If the representation of the executor will be adversely affected by the lawyer’s or law firm’s own interests, then the lawyer may not serve as counsel for the executor unless the lawyer can obtain the consent required under Rule 1.06(c). In most circumstances, obtaining such consent will cause the lawyer to be in the untenable position of deciding whether to consent to representation despite the fact that the representation “reasonably appears to be or become adversely limited” by the lawyer or the lawyer’s law firm’s own interests. Under Rule 1.06(f), if a lawyer cannot serve as counsel for the executor because of such a conflict, the other lawyers in the lawyer’s law firm are also prohibited from representing the executor.
Finally, an additional limitation could arise under Rule 3.08, the “lawyer as witness” rule, if the lawyer, serving as executor, should or may be a witness in a probate or other legal proceeding related to the estate. This limitation would not prohibit the lawyer from serving as both executor and the executor’s lawyer, but could affect whether the lawyer could be both a fact witness and an advocate before a tribunal in the same proceeding.

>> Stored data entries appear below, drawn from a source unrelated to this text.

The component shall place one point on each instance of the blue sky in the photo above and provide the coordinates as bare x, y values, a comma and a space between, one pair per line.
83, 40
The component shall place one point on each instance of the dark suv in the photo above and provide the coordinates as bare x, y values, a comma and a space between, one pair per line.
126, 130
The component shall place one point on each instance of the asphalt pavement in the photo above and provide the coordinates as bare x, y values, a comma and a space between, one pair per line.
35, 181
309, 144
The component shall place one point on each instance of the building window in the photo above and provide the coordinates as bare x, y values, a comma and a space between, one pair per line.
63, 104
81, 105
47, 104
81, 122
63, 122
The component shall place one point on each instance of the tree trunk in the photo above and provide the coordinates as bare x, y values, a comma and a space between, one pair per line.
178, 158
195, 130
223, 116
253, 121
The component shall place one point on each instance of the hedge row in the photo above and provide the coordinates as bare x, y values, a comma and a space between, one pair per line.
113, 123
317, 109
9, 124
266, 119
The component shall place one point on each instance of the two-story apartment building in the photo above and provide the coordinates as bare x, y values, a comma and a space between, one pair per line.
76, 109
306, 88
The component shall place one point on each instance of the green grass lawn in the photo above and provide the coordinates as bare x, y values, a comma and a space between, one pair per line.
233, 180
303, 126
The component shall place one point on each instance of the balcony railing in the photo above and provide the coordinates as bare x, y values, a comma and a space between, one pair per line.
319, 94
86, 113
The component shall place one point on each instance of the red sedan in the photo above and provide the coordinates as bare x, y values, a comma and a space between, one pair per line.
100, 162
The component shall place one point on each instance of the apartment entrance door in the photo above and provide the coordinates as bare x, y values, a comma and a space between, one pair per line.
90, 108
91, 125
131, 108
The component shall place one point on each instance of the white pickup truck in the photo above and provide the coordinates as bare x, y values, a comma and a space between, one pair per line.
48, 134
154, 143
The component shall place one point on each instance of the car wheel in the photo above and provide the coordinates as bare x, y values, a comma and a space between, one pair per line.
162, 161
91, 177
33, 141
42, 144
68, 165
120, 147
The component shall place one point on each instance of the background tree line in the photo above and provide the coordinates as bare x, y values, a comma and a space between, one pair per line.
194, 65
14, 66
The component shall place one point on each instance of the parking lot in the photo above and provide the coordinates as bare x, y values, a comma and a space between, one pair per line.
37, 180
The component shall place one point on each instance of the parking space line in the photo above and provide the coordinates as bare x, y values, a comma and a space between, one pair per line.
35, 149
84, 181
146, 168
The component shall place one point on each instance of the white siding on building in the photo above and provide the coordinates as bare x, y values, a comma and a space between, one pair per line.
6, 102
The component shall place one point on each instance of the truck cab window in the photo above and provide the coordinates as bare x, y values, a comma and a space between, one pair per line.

Under the Texas Disciplinary Rules of Professional Conduct, a lawyer is not prohibited from serving as both executor and as counsel for the executor; however, the lawyer must evaluate whether there are conflicts of interests before and during the representation including any arising from the lawyer serving in the dual roles. If the representation of the executor will be adversely affected by the lawyer’s or law firm’s own interests, then the lawyer may not serve as counsel for the executor unless the lawyer can obtain the consent required under the Texas Disciplinary Rules of Professional Conduct. If a lawyer cannot serve as counsel for the executor because of such a conflict, the other lawyers in the lawyer’s law firm are also prohibited from representing the executor. Finally, additional limitations can arise if the lawyer, serving as executor, should or may be a witness in a probate or other legal proceeding related to the estate, which limitations may affect whether the lawyer can be both a fact witness and an advocate before a tribunal in the same proceeding.